Keeping the above in mind, let’s have a look at the critical Cassandra metrics you should measure and the best monitoring tools available.
Key Cassandra Performance Metrics
The most complex, distributed systems provide a set of metrics that you should take care of, monitor, and alert on to ensure that your system is healthy and working well. Apache Cassandra is no different. It provides a plethora of metrics which we can divide into three categories:
- Dedicated Apache Cassandra metrics that describe how the system and its parts perform.
- Java Virtual Machine metrics that tell you about the execution environment on which Apache Cassandra is running.
- Operating system metrics describing the metrics related to the bare metal servers, virtual machines, or containers, depending on the environment that you are using.
Dedicated Cassandra Metrics
The first thing that you should take care of for good Apache Cassandra monitoring are the metrics that the distributed data store is exposing via the JMX interface. There are a lot of metrics exposed in the JMX and having visibility into most of them is a good idea. You never know what can be useful when troubleshooting. Still, let’s look at some of the key Cassandra performance metrics.
One of the most important metrics is the number of nodes that are currently available and connected to form a cluster. The ability to store the data and respond to queries is directly related to the availability of nodes.
Compaction is the operation of merging multiple smaller instances of SSTable into one bigger SSTable. Because of that, it can be very expensive and resource consuming. Having visibility into compaction performance is critical for long term observability – the Cassandra monitoring solution of your choice really needs to provide the number of compactions and the number of compacted bytes.
Read and Write
The next set of metrics is dedicated to clients and the read and write side of the operations. The number of reads that are happening in a given period, the request latency, and the number of timeouts and failures should be measured. Your observability solution should be able to provide not only the top-level view but also allow for slicing and dicing through the data showing you the aggregated view, per node view, per keyspace view, and per table view. The same goes for write operations. You should be able to see the number of write requests happening and write latency. Local writes and reads may also be important when troubleshooting. Keep those metrics in mind when choosing your monitoring solution.
Table metrics are also very important. Partition size is crucial when it comes to performance. These metrics are used as a unit of data storage, replication, and retrieval thus directly dictating the performance of your Cassandra tables.

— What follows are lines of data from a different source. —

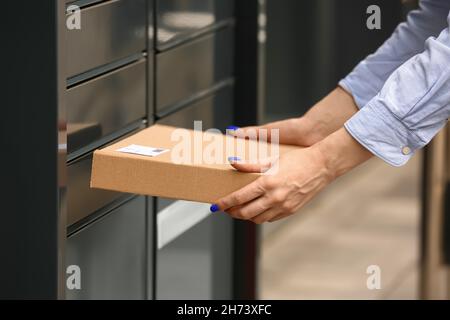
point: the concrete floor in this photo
(368, 217)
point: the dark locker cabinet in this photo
(111, 254)
(133, 63)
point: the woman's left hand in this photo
(294, 179)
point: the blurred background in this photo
(371, 216)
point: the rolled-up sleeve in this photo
(412, 106)
(369, 76)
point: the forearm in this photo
(340, 153)
(328, 115)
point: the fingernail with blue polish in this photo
(234, 159)
(232, 128)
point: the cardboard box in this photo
(184, 171)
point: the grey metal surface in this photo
(81, 199)
(184, 267)
(215, 111)
(111, 254)
(109, 31)
(103, 105)
(193, 266)
(198, 264)
(178, 20)
(189, 69)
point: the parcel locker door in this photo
(111, 254)
(181, 20)
(194, 252)
(214, 111)
(194, 259)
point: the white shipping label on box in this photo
(143, 151)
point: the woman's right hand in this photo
(295, 131)
(326, 117)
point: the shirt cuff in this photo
(383, 134)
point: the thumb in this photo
(260, 166)
(252, 132)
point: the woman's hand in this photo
(292, 180)
(327, 116)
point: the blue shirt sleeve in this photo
(412, 106)
(368, 77)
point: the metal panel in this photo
(81, 199)
(106, 104)
(215, 111)
(178, 20)
(111, 254)
(195, 260)
(109, 31)
(188, 70)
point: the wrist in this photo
(340, 153)
(314, 130)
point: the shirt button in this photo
(406, 150)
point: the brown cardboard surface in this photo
(160, 176)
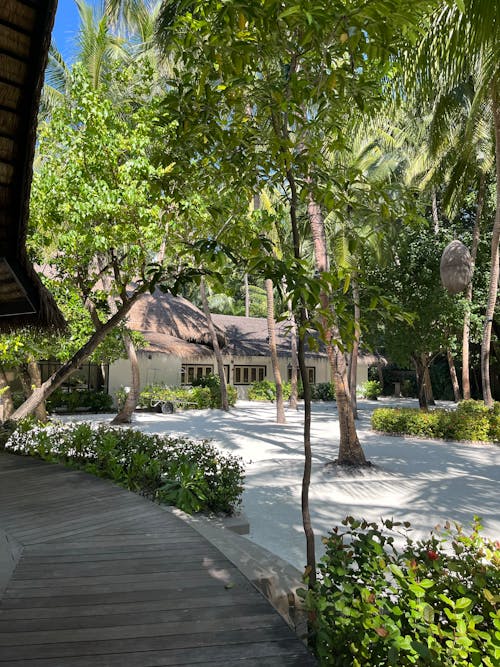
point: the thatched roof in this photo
(25, 29)
(170, 345)
(170, 323)
(248, 336)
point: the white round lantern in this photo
(456, 267)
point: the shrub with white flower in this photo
(193, 475)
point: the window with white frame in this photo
(190, 372)
(249, 374)
(311, 374)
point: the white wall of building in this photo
(159, 368)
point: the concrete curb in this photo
(274, 577)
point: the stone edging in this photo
(274, 577)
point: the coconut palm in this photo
(463, 43)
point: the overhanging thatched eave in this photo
(25, 31)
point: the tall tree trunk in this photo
(420, 372)
(306, 477)
(429, 394)
(5, 396)
(453, 375)
(271, 330)
(353, 366)
(124, 416)
(294, 391)
(215, 344)
(468, 292)
(247, 295)
(350, 450)
(380, 373)
(105, 376)
(58, 377)
(435, 214)
(495, 270)
(36, 382)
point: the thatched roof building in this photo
(172, 325)
(25, 30)
(248, 337)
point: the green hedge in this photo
(431, 602)
(193, 475)
(190, 398)
(472, 420)
(96, 401)
(265, 390)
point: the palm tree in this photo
(464, 41)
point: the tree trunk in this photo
(494, 273)
(124, 416)
(420, 372)
(353, 366)
(429, 394)
(58, 377)
(215, 344)
(294, 392)
(36, 382)
(468, 292)
(5, 396)
(306, 477)
(380, 373)
(350, 450)
(435, 214)
(247, 295)
(271, 329)
(453, 375)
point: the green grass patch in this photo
(472, 420)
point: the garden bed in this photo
(472, 421)
(192, 475)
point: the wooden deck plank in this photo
(266, 653)
(90, 648)
(107, 578)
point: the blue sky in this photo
(66, 26)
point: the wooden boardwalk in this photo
(107, 578)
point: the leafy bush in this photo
(7, 428)
(96, 401)
(471, 420)
(371, 389)
(265, 390)
(433, 602)
(323, 391)
(197, 397)
(212, 382)
(192, 475)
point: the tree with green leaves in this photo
(463, 46)
(99, 201)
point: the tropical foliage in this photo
(194, 476)
(385, 598)
(472, 420)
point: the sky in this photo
(65, 27)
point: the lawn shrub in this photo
(94, 401)
(323, 391)
(371, 389)
(212, 382)
(472, 420)
(193, 475)
(197, 397)
(431, 602)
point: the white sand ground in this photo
(425, 482)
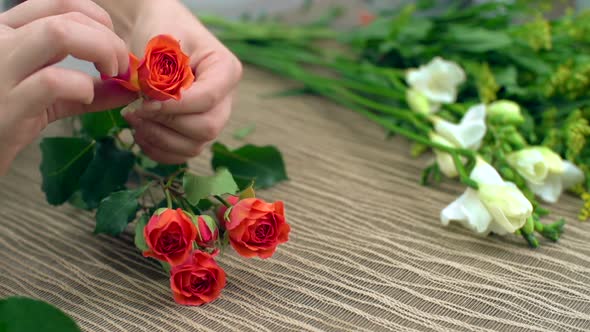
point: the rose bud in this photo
(208, 232)
(256, 227)
(233, 200)
(170, 235)
(165, 70)
(198, 280)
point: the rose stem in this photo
(222, 201)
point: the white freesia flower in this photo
(438, 80)
(469, 132)
(444, 160)
(530, 163)
(497, 206)
(419, 103)
(545, 172)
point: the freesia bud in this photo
(418, 102)
(505, 111)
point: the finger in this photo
(160, 155)
(108, 95)
(164, 138)
(32, 10)
(203, 127)
(51, 39)
(42, 89)
(217, 74)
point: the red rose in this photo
(165, 70)
(198, 280)
(207, 231)
(256, 227)
(170, 236)
(233, 200)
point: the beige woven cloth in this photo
(367, 251)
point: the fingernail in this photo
(151, 106)
(115, 72)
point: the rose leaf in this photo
(108, 172)
(99, 125)
(197, 188)
(116, 211)
(19, 314)
(64, 160)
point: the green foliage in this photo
(197, 188)
(116, 211)
(140, 242)
(263, 165)
(99, 125)
(108, 172)
(19, 314)
(64, 160)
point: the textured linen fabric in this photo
(367, 251)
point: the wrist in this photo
(123, 13)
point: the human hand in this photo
(33, 93)
(174, 131)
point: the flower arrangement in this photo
(184, 221)
(496, 90)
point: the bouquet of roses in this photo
(498, 92)
(183, 220)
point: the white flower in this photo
(419, 103)
(438, 80)
(545, 172)
(497, 206)
(530, 163)
(469, 132)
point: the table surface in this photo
(367, 251)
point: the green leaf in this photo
(248, 192)
(116, 211)
(166, 267)
(19, 314)
(101, 124)
(251, 163)
(197, 188)
(139, 235)
(167, 170)
(476, 40)
(64, 160)
(242, 133)
(108, 172)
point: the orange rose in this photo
(165, 70)
(170, 236)
(198, 280)
(256, 227)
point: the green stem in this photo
(168, 198)
(222, 201)
(454, 152)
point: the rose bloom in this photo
(170, 236)
(256, 227)
(198, 280)
(165, 70)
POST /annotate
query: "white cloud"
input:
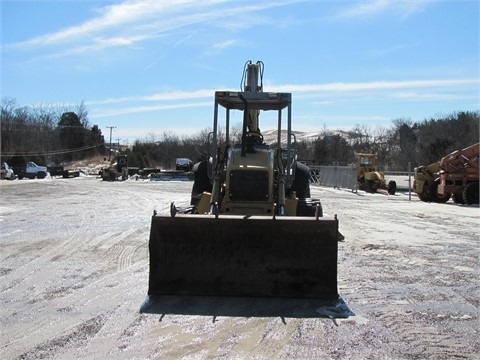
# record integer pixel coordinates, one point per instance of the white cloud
(367, 9)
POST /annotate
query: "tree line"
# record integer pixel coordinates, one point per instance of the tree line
(59, 135)
(52, 135)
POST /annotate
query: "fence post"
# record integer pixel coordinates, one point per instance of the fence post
(409, 181)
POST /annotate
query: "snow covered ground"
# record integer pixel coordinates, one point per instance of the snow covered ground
(74, 275)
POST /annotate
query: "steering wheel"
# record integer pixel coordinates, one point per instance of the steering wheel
(254, 137)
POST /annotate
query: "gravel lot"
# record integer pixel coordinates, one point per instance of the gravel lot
(74, 276)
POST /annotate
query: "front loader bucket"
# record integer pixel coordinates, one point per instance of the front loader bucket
(243, 256)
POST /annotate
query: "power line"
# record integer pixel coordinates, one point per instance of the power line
(49, 153)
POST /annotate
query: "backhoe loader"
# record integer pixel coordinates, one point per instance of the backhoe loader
(251, 228)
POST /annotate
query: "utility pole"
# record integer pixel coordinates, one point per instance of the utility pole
(110, 150)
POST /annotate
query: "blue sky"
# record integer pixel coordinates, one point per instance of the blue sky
(149, 67)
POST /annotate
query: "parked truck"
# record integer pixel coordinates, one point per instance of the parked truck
(455, 176)
(31, 171)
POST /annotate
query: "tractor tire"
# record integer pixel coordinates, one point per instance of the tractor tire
(392, 187)
(307, 207)
(457, 197)
(470, 193)
(425, 194)
(436, 197)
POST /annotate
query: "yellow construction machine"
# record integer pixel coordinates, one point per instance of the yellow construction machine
(116, 170)
(251, 228)
(454, 176)
(369, 178)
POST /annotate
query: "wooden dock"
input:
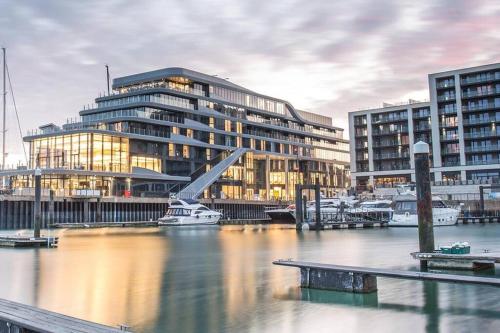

When it comes to table metrics, tombstone related metrics are also important. Tombstones are produced when you delete the data, because of the immutability of the SSTable and can be physically removed only during compactions. Because of that, you should keep an eye on how they affect your disk space.
As we mentioned earlier, other Apache Cassandra metrics can be helpful and you should consider monitoring them. Those include, but are not limited to:
- Caches – key cache and row cache requests and the hit ratio
- Bloom filter space used and false positives ratio
- Threadpool metrics
Java Virtual Machine Metrics
Apache Cassandra is a JVM based application which comes with all the usual JVM pros and cons. From the developer perspective, memory management is easier and requires less hassle – you just use an object and forget about it letting the JVM do the cleaning up. But that means that something has to clean up all the unused objects in memory. This is where the Java GC comes in and the metrics that come with it. The proper Cassandra monitoring tool should provide metrics allowing to check and troubleshoot issues with the JVM, such as JVM memory utilization and garbage collection count and time.
Operating System Metrics
Cassandra is architectured and developed to write a lot of data to the storage in a very short time. You need to keep an eye on the disk usage. Also account for compactions. Compaction is a process of merging multiple instances of SSTable and creating a single one, that is larger and contains all the data from the smaller tables. Keep in mind that until the compaction process ends the total disk space used maybe double that before the compaction. Because of that, you should consider leaving about 50% of space free to account for compactions and of course set up appropriate alerts.
The second operating system metric that you should keep an eye on is CPU utilization. The more spare CPU cycles you have the more data you can process on a single node and the more queries that node can handle. What’s more, the CPU cycles are also needed for garbage collection done by the JVM.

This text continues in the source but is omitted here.